I'm looking at the Sturm-Liouville BVP $$\begin{cases} y'' + \lambda y = 0\\ y(0) + y'(0) = 0, y(1) = (0) \end{cases}.$$

I can do the problem but I can't finish it off at the very end (it's probably some easy algebra or trigonometric manipulation that I just can't see).

For the case $\lambda > 0$ my working is as follows:

Set $k^2 = \lambda$. After some working we find that our solution is $y = C_1 \cos kx + C_2 \sin kx$.
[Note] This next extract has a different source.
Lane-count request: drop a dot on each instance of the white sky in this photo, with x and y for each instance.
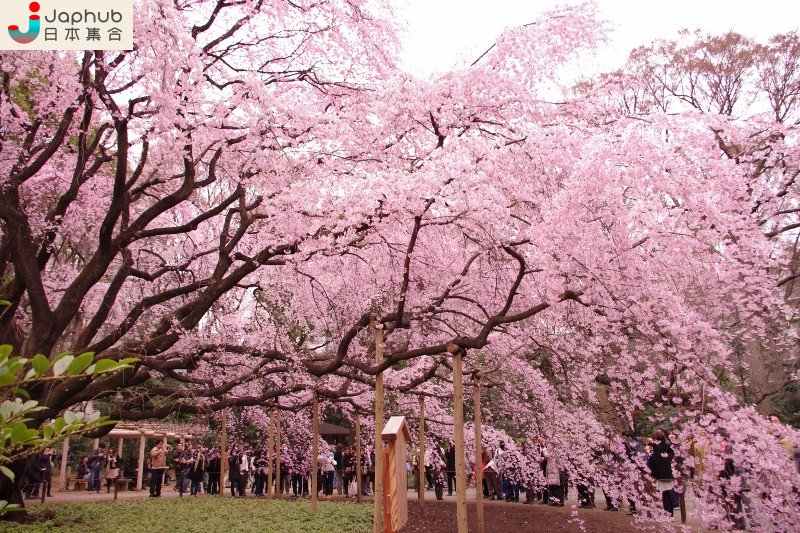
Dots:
(444, 33)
Using $y(1) = 0$ we find that $C_1 \cos k + C_2 \sin k = 0$. Using $y(0) + y'(0) = 0$ we find that $0 = C_1 \cos k + C_2 \sin k$. Both of these give $0 = C_2(\sin k - k \cos k)$. So we have a non-trivial solution if $\sin k = k\cos k$, i.e. $\tan k = k$.

My lecture notes are happy to take $k_n \approx (2n-1)\frac{\pi}{2}$, i.e. $\lambda_n \approx \frac{(2n-1)^2\pi^2}{4}$.

I'm happy up to here, but I don't understand how we end up with eigenfunctions $y_n = \sin(k_n(1-x)$.

Also, it seems that we only take $n$ to be non-negative, why is this the case?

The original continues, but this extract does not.